Sim, um filho. A criança, a nascer dentro de alguns meses, não conhecia ainda seu pai, nem sabia de nada acerca de fatos e acontecimentos daquele lugar; estava protegida ainda pelo ventre da mãe, Nanda, sempre a cuidar da modestíssima casa, um barraco num quintal dividido com mais quatro habitações,. “Se Deus permitisse, jamais viria a saber”.

Marcão queria juntar algum dinheiro e, com sua mulher e filho, ir embora dali. Para sempre. Cansara-se daquela vida de correria, tumulto e violência. Quantas vezes as estrelas não se esconderam para não ver Marcão, digo, Patola -- porque Marcão era correto e só fazia o bem -- a tirar a vida de outras pessoas?

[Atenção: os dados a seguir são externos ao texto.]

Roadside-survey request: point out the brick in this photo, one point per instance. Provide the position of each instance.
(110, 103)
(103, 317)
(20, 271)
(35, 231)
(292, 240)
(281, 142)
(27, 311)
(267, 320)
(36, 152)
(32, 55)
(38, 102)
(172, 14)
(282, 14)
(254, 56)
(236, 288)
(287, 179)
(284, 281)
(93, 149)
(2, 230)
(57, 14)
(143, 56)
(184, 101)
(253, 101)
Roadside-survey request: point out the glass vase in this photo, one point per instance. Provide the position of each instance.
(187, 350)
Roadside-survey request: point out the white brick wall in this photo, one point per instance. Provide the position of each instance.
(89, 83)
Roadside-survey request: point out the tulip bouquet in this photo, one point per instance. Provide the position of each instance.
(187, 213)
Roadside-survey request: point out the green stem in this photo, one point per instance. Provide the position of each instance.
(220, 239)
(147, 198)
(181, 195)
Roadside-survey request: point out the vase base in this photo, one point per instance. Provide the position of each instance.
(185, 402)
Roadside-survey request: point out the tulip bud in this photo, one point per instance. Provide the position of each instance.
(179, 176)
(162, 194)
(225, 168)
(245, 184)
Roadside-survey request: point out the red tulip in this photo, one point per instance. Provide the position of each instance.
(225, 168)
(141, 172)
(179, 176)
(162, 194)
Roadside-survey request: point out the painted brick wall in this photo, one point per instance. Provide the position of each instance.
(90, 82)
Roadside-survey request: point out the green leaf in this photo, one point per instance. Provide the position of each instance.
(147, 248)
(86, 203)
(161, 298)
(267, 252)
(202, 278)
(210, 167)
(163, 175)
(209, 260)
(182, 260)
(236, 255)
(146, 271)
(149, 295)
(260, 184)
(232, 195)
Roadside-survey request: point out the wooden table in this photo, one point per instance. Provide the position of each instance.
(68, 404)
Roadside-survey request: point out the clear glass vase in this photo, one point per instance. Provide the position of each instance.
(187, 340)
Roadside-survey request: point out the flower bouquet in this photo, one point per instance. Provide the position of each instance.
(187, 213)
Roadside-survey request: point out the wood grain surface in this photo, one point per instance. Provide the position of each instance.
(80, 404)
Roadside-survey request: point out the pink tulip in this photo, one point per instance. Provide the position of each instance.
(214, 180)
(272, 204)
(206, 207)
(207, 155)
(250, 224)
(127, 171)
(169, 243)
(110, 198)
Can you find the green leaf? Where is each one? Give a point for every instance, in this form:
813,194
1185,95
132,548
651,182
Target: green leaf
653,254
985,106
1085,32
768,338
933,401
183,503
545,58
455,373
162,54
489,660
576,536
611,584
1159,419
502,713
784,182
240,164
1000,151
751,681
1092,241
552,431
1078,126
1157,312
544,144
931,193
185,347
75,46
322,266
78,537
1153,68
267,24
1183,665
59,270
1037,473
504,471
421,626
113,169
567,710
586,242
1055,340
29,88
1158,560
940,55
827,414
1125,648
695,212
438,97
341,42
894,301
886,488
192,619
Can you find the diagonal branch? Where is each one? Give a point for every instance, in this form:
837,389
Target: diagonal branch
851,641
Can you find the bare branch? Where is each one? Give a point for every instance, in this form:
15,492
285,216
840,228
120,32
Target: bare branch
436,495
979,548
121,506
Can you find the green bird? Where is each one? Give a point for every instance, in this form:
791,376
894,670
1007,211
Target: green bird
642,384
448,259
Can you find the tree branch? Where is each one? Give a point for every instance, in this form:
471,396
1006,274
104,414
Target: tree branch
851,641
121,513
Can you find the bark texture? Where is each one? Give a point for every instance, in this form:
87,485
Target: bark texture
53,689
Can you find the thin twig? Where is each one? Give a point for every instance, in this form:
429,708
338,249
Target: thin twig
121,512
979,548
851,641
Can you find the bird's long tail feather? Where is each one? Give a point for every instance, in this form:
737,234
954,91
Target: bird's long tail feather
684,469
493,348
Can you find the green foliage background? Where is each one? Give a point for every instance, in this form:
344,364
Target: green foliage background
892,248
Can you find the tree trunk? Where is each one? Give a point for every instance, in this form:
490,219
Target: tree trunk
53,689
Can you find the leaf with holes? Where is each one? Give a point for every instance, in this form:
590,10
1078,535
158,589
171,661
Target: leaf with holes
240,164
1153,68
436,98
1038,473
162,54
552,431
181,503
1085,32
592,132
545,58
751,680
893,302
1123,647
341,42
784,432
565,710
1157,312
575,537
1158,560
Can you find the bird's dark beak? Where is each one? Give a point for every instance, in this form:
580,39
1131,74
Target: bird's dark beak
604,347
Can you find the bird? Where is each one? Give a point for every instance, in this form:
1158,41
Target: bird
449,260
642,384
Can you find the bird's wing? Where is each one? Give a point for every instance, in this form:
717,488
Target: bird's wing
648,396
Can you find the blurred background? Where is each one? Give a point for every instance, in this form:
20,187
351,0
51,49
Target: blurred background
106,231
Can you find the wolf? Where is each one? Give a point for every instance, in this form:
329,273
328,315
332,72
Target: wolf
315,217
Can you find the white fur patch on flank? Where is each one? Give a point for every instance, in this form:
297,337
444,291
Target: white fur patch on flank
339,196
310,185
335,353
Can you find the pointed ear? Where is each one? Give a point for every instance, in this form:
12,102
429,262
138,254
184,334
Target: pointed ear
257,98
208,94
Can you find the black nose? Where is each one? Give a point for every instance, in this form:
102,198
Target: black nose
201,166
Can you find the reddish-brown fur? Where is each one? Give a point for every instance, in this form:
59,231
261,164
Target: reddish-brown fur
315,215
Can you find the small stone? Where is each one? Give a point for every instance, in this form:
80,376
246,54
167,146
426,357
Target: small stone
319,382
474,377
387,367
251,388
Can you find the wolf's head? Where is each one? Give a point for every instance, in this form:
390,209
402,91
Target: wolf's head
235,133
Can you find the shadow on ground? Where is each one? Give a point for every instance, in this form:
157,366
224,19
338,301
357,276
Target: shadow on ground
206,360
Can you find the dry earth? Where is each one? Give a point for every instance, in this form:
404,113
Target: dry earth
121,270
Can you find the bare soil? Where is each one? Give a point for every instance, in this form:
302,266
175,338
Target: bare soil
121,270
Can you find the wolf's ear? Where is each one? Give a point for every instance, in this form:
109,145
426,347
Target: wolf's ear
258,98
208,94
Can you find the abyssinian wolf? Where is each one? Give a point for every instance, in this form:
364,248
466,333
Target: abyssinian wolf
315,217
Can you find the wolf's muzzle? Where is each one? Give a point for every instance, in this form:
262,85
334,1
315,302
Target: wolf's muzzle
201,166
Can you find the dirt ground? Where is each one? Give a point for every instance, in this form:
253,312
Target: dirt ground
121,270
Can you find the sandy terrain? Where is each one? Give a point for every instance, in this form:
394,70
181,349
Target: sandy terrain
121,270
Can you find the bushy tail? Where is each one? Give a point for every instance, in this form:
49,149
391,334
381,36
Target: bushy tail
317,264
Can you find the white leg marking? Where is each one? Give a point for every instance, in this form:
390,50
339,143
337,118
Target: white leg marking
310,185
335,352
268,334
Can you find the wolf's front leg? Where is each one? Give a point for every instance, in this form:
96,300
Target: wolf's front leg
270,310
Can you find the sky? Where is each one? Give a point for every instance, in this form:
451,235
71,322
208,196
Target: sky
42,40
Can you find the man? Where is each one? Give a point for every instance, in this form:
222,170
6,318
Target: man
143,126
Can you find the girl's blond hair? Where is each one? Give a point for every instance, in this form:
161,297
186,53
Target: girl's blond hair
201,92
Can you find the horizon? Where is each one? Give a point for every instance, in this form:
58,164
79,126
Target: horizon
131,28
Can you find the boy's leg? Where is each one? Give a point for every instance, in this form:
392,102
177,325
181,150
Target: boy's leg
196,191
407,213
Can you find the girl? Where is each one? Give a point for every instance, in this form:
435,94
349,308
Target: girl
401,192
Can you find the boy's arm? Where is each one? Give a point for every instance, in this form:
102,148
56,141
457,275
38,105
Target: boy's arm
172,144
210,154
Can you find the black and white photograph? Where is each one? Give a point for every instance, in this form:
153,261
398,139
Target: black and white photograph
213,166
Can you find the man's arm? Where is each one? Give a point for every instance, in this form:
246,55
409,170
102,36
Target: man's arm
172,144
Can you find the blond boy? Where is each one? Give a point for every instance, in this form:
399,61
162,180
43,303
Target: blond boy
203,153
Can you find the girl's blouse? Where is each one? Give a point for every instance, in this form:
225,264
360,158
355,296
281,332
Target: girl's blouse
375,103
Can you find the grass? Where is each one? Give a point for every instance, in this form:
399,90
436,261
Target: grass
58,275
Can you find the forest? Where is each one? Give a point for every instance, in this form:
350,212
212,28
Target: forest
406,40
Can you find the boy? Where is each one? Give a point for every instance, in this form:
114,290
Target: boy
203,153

Por que Patola era tão friamente insensível? Por que não se importava com a vida? Por que não se importava com ninguém? Com ninguém, não. Preocupava-se com seu filho. Para ele queria vida, embora não soubesse bem o que era ter uma.

Imagine só. Aquela louca da Magnólia, moradora da redondeza, queria, quando soube, que a Nanda tirasse o bebê. Nem pensar. Se Magnólia continuasse com esse papo, Patola tirava era ela. “Matar uma criança inocente? Que não chegou a viver? Que absurdo! Coisa da cheiradora da Magnólia.”

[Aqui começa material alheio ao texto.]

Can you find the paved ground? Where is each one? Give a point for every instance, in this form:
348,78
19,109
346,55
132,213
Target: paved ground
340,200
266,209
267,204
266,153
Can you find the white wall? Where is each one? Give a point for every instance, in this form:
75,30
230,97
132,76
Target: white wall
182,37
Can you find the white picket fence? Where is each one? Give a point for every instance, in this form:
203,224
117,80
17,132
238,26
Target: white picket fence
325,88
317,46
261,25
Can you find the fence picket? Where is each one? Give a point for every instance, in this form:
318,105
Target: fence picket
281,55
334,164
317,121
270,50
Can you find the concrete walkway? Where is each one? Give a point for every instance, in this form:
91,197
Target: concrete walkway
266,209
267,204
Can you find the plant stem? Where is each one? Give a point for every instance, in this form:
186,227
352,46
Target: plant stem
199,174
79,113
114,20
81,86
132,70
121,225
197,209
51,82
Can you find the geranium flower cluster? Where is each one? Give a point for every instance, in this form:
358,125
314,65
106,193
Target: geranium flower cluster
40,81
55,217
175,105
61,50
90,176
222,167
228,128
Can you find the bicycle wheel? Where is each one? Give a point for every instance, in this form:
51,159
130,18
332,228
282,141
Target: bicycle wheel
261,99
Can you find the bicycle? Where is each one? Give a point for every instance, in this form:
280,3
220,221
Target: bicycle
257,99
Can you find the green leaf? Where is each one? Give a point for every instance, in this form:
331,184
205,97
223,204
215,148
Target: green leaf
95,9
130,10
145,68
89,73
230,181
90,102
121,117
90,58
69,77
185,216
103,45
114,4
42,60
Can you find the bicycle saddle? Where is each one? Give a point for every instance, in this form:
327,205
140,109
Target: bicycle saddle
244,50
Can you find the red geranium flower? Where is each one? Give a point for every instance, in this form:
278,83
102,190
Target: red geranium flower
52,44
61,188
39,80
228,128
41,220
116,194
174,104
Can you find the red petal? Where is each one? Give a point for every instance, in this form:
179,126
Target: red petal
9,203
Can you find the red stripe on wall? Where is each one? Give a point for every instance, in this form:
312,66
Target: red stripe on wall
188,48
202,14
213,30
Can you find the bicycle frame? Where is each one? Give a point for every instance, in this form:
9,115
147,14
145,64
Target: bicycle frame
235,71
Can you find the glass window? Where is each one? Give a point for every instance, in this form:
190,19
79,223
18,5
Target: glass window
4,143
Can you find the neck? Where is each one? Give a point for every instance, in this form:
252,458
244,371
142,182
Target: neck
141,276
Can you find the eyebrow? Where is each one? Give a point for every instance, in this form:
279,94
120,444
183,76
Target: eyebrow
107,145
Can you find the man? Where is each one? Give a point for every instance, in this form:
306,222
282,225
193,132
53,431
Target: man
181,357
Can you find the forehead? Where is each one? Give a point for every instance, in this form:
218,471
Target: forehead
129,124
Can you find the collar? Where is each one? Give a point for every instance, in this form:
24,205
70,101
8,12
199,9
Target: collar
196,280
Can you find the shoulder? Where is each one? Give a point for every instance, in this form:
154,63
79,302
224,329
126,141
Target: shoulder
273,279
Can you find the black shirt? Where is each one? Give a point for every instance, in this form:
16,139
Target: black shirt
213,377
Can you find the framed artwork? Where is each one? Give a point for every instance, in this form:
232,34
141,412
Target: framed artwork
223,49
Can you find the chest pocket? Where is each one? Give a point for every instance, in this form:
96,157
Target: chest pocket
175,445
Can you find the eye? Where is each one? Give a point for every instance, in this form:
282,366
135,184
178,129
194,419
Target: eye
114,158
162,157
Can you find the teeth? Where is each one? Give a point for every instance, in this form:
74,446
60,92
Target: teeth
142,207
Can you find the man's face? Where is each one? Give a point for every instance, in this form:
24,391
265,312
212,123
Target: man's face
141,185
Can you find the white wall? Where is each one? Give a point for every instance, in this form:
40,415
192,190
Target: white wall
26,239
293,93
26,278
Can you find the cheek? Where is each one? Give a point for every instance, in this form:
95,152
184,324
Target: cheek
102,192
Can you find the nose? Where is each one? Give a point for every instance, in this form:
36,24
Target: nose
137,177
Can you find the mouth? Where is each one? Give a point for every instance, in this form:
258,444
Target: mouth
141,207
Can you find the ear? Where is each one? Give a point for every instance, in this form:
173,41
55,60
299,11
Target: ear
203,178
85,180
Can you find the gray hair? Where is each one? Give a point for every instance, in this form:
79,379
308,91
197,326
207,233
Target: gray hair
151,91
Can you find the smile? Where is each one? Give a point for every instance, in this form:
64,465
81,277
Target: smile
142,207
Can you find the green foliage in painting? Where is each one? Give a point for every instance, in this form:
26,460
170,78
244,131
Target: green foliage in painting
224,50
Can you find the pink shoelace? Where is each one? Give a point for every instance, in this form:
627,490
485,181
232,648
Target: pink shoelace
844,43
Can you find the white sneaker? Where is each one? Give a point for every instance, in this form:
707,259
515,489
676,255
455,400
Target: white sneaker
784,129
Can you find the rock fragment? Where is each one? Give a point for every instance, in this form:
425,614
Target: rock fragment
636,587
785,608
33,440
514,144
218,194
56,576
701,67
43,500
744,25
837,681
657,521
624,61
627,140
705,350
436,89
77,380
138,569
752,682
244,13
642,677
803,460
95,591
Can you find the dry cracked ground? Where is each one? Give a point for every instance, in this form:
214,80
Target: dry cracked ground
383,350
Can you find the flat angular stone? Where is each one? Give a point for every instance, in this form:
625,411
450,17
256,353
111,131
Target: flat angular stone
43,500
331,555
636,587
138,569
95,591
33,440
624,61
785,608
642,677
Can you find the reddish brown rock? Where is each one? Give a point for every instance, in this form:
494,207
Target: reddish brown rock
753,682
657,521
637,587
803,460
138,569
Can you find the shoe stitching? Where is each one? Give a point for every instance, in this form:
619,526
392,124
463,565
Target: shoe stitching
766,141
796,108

Patola já tinha matado, mas nunca ninguém indefeso. Aquilo era acerto de contas; era ele ou o cara. Era gente que já tinha vivido e errado, como ele. Não uma criança, uma nova vida, que precisa ter uma chance, precisa ter uma esperança, precisa ver, pelo menos uma vez, o brilho das estrelas.

Patola tinha errado. Mas Marcão mudaria isto. Não deixaria seu filho sofrer, não iria deixá-lo viver na miséria e na pobreza. Por que aquele fundo da zona sul, esquecido até das estrelas, tinha que ser tão miserável? Por que tanta desigualdade? Por que tanta indiferença? O que impede as pessoas de se amarem e se respeitarem?

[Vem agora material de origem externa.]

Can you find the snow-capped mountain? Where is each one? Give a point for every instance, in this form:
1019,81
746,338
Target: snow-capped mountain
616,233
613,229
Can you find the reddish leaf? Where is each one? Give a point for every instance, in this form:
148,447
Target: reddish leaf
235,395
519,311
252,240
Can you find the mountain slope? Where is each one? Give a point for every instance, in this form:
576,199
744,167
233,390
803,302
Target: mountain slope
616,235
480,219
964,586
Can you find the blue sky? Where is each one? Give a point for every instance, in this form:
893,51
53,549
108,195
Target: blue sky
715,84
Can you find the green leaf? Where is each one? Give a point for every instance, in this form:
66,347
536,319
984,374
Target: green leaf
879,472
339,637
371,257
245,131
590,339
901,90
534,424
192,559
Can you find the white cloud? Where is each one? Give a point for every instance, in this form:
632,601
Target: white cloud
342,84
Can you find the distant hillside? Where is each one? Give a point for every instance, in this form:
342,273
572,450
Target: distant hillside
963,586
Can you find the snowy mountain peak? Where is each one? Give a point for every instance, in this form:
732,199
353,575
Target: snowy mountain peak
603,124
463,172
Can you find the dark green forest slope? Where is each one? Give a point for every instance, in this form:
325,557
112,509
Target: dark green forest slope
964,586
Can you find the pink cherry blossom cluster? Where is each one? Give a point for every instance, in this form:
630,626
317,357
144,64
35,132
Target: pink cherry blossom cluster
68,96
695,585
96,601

Respeito e amor. Eis a diferença entre Patola e Marcão. O primeiro desconhecia o amor, não estava no ódio, contudo lhe era impossível presenciar, sentir, perceber o amor. Sua alma (que alma?), seu interior era escuro, frio, amargo; sim, havia um gosto ácido que, de dentro, lhe vinha à boca e aos olhos, retirando de tudo a luz, como o imperceptível manto que roubava o brilho da noite.

O mesmo não se passava com Marcão. Ele tinha uma mulher e logo seria pai. Amava sua família, faria qualquer coisa por ela, qualquer sacrifício, empreenderia qualquer luta, esquecer-se-ia. Chegaria até ao ato máximo de matar Patola.

Para o amor florescer, Patola deveria morrer. O egoísmo, a prepotência, a soberba, o desinteresse, a revolta, o desamor deveriam desaparecer. Será que ele conseguiria explicar isto a seus pares? Como ele poderia dizer que o caminho está no amor e em seus profícuos efeitos como o afeto, o respeito, o carinho, a preocupação, a participação, o compartilhamento?

Nanda e seu filho, para ele, constituíram-se da bússola a direcioná-lo ao correto cardeal. Protegê-los-ia com a própria vida, porque ambos eram a sua vida. Claro, eles eram sua vida, sua existência, seu ser. Não eram seus como propriedade, como objeto, como algo somente a observar, a possuir, como um objeto. Eram seus porque faziam parte de seu ser, pertenciam a seu “eu”.

Marcão, Nanda e a criança. Uma família, um só ser, um só existir. O individual dando lugar ao total. E a finalidade seria o bem-estar de seu filho, porque, se isto ocorresse, Marcão estaria da mesma maneira bem, logo seria feliz, estaria se realizando, se formando, se completando, resultando.

E se a sociedade se visse como uma enorme família onde cada um fosse um filho, cujo bem-estar seria o interesse a ser alcançado? Poderia imperar a solidariedade como única regra, tendo o amor por princípio.

Novamente Marcão volta sua cabeça para o céu. Pequenos pontos amarelos começam a explodir com intensidade. As estrelas estão brilhando, Marcão ouve sons distantes, batidas, como tambores; mais brilho, clarões que não vêm do alto, sons que não são o rufar de tambores. Disparos flamejantes, estampidos metálicos e secos. Seis ao todo, na direção de Marcão.

Seu corpo começa a enfraquecer. O amarelo das estrelas contrasta com o vermelho líquido que tinge suas roupas. Esvaem-se suas forças. A vida inicia a rota inexorável de fuga.

Ao cair, ele percebe que as estrelas brilham ainda mais intensamente e iluminam a trilha celeste que seu filho corta ao correr.